Industry volume: 74 meetings, 5,772 dogs

Hove’s BAGS contribution is a slice of a much larger operation. Across the UK, approximately 74 BAGS meetings take place every week, with around 5,772 greyhounds competing — a volume that has grown 71% from 3,360 dogs in 2017. That growth reflects the bookmaking industry’s increasing reliance on greyhound racing as an afternoon content source, particularly as legislative and regulatory changes have reshaped the betting-shop landscape.

The scale has implications for welfare and kennel management. More BAGS meetings mean more races, which means dogs are offered more racing opportunities per week. A trainer with five dogs in training at Hove could theoretically enter all five across the three weekly BAGS slots plus the two evening meetings — fifteen individual race entries per week from a single kennel. In practice, responsible trainers manage frequency to avoid overracing, but the volume of available slots creates a structural incentive to race more often, and the GBGB’s welfare framework is designed in part to counterbalance that incentive through rest-period rules and veterinary oversight.

For the wider industry, the BAGS network is the commercial engine that keeps many tracks financially viable. The revenue from BAGS-contracted meetings — a combination of bookmaker contributions, SIS broadcasting fees and track-level betting activity — represents a significant proportion of total income for most GBGB-licensed stadiums, including Hove. Without the BAGS service, several UK tracks would struggle to sustain their current meeting schedules, and the number of active tracks in Britain — currently 18 GBGB-licensed stadiums — would almost certainly be smaller.

BAGS vs evening cards as a form signal

The question I get asked most about BAGS form at Hove: “Can I trust a Wednesday afternoon form line when I’m betting on Saturday evening?” The short answer is yes, but with calibration.

BAGS form is reliable as a grade-relative indicator. A dog that’s running consistently near the top of A5 on Wednesday afternoons is competitive at that grade. Period. What you can’t do is take the raw finishing time from Wednesday and project it directly onto Saturday without adjusting for conditions, competition quality and race intensity. A dog that runs 30.40 in a thin-market A5 on a Wednesday afternoon might run 30.20 or 30.55 in the same grade on a Saturday evening, depending on how the field shapes, what trap draw it gets, and whether the dog is being managed or fully extended.

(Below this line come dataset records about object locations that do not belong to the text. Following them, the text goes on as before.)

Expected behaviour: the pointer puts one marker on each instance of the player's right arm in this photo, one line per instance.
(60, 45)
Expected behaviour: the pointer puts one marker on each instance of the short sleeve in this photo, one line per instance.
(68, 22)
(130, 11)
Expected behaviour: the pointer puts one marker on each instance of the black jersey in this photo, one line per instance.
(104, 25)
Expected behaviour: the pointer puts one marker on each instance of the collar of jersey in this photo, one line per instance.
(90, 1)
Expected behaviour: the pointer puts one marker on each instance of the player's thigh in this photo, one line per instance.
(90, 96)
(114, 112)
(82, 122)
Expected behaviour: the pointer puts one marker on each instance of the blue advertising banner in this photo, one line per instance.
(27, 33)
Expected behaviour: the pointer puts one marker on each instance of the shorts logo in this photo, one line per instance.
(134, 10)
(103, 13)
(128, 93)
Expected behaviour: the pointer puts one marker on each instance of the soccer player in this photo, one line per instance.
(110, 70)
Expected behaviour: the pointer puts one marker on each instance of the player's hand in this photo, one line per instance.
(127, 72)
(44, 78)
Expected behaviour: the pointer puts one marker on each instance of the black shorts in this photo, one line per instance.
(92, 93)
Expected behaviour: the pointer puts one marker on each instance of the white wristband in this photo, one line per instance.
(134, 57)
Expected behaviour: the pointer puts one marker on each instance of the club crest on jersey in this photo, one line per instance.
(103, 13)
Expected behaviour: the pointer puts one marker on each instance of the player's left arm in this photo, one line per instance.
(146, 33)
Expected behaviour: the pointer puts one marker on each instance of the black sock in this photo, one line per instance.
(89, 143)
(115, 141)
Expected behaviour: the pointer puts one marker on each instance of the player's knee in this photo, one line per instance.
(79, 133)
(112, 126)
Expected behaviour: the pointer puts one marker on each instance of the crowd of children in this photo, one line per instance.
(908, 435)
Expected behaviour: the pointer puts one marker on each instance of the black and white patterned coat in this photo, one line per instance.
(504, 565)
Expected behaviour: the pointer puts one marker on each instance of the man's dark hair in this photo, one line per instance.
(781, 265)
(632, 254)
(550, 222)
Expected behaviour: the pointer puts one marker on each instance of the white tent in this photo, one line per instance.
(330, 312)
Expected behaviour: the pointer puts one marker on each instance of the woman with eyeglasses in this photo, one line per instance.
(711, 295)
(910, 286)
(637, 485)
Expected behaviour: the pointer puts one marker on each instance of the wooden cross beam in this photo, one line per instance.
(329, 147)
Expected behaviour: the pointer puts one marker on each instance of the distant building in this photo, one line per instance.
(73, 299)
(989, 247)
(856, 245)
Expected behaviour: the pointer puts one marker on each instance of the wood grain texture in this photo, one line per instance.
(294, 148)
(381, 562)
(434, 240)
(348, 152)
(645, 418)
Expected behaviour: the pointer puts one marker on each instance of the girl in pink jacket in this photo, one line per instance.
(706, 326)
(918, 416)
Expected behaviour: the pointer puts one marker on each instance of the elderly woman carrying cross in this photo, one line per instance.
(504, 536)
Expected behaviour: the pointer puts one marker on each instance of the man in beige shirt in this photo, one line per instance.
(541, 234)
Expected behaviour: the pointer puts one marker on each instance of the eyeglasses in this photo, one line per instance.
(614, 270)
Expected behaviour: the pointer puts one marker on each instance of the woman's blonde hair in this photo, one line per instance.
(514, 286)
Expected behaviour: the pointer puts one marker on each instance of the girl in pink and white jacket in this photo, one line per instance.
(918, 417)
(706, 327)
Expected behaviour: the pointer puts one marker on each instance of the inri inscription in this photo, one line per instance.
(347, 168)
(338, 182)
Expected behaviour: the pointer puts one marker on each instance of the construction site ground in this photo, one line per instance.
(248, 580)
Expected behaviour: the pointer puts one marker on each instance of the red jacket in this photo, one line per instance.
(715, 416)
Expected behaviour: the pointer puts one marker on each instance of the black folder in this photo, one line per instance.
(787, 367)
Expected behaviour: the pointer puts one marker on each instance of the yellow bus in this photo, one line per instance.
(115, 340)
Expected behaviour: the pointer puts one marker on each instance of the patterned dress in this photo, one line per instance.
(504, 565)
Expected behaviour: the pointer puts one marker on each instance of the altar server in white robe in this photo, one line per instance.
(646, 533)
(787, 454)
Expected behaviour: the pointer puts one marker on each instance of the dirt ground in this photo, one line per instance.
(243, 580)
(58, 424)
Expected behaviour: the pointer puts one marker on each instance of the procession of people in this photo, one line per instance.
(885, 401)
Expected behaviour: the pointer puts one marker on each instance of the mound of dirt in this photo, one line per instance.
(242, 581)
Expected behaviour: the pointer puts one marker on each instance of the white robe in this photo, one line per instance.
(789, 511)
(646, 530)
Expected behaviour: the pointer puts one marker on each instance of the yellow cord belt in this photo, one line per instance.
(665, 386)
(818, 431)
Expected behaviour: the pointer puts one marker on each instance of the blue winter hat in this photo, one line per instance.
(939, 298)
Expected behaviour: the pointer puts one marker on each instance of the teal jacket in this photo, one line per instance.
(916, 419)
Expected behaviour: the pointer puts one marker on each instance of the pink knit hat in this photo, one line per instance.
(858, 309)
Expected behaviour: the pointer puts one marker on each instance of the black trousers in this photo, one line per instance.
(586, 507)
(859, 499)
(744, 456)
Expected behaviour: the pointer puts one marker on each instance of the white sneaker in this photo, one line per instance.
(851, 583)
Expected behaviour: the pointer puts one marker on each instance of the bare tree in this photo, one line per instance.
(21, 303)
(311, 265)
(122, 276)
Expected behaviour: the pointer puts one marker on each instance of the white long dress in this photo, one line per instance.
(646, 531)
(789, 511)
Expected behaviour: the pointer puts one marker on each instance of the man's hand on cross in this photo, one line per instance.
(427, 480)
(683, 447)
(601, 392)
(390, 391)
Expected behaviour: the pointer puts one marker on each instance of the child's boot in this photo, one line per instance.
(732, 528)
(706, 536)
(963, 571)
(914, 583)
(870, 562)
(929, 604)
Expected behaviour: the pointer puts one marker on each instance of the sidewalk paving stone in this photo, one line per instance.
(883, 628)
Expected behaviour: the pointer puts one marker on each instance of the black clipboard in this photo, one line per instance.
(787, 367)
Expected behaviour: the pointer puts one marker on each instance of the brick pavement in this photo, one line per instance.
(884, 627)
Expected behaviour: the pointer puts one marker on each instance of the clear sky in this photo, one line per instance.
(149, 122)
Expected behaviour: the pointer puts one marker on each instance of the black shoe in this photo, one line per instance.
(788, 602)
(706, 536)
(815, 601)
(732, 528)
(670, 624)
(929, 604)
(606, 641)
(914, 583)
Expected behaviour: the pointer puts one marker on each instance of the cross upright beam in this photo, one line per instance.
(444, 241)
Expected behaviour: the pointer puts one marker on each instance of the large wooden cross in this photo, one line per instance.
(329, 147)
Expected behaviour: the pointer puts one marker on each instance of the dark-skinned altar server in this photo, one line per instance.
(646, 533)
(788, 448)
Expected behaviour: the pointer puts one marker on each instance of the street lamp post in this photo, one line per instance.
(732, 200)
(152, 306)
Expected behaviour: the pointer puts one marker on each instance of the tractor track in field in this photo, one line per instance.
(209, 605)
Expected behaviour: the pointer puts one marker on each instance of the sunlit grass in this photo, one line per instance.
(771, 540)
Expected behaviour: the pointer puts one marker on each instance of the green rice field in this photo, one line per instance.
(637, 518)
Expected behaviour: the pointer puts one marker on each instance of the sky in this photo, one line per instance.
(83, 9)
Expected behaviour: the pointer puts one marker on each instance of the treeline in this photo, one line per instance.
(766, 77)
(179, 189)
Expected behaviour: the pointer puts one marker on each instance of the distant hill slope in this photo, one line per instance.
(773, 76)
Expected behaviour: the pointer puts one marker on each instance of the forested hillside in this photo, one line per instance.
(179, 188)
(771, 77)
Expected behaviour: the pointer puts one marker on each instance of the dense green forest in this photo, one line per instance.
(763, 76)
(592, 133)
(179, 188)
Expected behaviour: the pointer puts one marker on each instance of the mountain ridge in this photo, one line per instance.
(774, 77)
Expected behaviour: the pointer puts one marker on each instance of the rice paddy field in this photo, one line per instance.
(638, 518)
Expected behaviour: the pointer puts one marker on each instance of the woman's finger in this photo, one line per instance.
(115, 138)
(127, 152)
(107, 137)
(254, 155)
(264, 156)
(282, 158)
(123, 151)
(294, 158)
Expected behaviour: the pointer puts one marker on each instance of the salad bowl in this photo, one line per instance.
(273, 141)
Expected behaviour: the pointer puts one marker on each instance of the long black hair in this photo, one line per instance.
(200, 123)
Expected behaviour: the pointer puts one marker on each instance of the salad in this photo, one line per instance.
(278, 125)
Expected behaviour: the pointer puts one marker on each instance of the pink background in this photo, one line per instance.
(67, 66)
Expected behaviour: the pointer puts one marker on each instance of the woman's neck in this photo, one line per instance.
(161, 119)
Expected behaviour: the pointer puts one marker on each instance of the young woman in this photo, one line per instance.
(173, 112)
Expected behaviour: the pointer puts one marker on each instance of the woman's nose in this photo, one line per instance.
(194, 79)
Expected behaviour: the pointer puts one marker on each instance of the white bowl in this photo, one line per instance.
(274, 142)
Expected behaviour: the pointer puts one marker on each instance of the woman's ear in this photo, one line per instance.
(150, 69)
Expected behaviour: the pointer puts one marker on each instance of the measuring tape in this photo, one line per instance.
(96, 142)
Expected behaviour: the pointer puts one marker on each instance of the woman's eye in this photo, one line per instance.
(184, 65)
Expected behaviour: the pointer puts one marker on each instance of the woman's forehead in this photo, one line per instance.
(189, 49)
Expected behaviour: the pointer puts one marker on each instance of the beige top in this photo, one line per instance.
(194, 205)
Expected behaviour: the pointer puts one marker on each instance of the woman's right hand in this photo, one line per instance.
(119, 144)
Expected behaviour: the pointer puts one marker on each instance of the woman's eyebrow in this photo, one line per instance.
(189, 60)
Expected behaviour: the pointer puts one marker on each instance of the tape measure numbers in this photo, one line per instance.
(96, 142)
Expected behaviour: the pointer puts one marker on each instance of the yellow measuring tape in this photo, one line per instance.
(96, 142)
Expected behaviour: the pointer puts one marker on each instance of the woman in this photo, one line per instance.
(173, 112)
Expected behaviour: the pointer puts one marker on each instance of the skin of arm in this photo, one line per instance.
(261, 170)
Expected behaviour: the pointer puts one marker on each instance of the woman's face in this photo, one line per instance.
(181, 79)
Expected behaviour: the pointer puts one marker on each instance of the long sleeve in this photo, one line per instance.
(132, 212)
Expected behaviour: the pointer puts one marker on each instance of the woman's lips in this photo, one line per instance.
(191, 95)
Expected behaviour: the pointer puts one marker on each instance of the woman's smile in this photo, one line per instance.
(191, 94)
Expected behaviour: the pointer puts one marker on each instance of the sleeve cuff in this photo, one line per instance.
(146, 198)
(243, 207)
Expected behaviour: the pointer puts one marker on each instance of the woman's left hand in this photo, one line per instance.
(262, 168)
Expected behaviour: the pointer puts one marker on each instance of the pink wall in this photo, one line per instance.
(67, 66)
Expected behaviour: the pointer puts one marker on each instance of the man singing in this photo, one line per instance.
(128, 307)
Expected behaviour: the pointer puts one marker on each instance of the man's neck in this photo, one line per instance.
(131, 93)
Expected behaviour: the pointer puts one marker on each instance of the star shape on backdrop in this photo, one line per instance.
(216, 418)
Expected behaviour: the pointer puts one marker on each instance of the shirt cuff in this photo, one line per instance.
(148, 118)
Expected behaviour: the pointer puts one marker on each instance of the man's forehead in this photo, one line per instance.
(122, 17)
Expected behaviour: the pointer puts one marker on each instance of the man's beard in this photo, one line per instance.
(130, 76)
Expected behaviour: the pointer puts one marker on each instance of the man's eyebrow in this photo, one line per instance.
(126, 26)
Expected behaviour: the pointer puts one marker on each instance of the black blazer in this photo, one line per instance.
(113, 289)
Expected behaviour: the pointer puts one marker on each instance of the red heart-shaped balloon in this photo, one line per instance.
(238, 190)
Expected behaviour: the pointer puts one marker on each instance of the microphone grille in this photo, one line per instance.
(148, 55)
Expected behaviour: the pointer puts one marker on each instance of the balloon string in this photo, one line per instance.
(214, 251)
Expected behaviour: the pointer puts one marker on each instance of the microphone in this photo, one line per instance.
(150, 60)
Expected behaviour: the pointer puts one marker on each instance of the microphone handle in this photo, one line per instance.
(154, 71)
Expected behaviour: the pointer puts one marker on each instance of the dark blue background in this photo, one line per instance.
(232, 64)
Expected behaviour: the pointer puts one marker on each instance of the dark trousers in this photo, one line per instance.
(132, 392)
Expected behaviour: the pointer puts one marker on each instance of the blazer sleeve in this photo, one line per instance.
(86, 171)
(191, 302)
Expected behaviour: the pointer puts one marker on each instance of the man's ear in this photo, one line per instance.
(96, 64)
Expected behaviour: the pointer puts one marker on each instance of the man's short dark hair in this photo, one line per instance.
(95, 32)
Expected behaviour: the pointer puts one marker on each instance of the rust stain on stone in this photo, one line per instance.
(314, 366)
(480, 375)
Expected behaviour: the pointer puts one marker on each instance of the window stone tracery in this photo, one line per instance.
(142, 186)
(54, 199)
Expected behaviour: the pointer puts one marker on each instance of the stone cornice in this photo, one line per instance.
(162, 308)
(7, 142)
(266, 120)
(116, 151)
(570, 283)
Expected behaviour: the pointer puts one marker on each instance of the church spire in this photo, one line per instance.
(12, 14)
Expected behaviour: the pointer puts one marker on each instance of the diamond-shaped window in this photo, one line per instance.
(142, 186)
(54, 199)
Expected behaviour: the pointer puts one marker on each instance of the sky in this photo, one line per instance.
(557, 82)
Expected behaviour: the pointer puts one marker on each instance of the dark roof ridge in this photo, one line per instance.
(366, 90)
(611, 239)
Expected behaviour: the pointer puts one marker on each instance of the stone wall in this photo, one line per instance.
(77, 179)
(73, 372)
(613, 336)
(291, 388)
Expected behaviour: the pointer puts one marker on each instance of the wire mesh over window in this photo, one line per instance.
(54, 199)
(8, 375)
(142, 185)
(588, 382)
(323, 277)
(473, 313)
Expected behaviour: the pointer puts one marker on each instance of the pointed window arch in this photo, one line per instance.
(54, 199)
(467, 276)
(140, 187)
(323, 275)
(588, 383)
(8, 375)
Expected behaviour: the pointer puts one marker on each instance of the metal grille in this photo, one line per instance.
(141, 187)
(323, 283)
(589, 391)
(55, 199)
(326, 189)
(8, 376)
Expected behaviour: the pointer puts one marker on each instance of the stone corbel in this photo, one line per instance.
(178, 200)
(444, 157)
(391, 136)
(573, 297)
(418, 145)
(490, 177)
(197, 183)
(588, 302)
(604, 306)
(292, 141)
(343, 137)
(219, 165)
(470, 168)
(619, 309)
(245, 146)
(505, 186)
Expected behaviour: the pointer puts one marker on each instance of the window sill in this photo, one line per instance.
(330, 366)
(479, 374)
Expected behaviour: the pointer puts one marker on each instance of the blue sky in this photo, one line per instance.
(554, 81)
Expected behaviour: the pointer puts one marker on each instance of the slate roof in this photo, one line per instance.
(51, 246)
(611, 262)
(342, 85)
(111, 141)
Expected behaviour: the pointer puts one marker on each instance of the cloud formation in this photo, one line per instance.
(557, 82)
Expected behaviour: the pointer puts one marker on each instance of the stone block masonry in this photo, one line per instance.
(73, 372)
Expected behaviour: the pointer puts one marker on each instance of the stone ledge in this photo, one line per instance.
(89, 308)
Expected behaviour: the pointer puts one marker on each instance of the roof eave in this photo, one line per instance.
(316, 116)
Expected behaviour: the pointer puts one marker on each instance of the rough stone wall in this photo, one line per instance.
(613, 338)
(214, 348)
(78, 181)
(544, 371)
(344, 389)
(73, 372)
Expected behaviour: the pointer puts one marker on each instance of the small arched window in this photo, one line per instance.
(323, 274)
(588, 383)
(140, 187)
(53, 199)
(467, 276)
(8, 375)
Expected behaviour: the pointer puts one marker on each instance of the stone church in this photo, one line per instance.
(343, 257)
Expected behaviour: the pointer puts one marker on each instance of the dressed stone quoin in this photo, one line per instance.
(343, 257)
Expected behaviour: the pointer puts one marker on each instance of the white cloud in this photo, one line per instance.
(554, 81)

The practical rule. Use BAGS form to establish grade-level competitiveness. Use evening form to establish peak-performance capability. When a dog’s BAGS form and evening form converge — competitive at the same grade, similar finishing position, comparable sectional splits — the form is solid. When they diverge — strong BAGS, weak evenings, or vice versa — the gap is a signal worth investigating. The complete Hove track guide covers the full five-meeting fixture structure and how BAGS slots fit within it.

What does BAGS stand for?
BAGS stands for Bookmakers Afternoon Greyhound Service. It"s a contracted arrangement under which licensed greyhound tracks stage afternoon race meetings that are broadcast into betting shops and online platforms via SIS during hours when horse racing is not running.
Does Hove run BAGS every week?
Yes. Hove stages three BAGS-linked meetings every week: Wednesday afternoon, Friday morning and the BAGS-funded races on the Sunday afternoon card. These three slots account for around 60% of the races staged at the stadium each week.
Why are BAGS cards lower-grade on average?
Trainers save their top-graded dogs for Thursday and Saturday evening meetings, where the competition is stronger and the betting market is deeper. BAGS cards are constructed from the mid-to-lower grades — typically A3 to A9 — producing competitive fields within each grade but without the A1 and A2 headliners that appear on evening cards.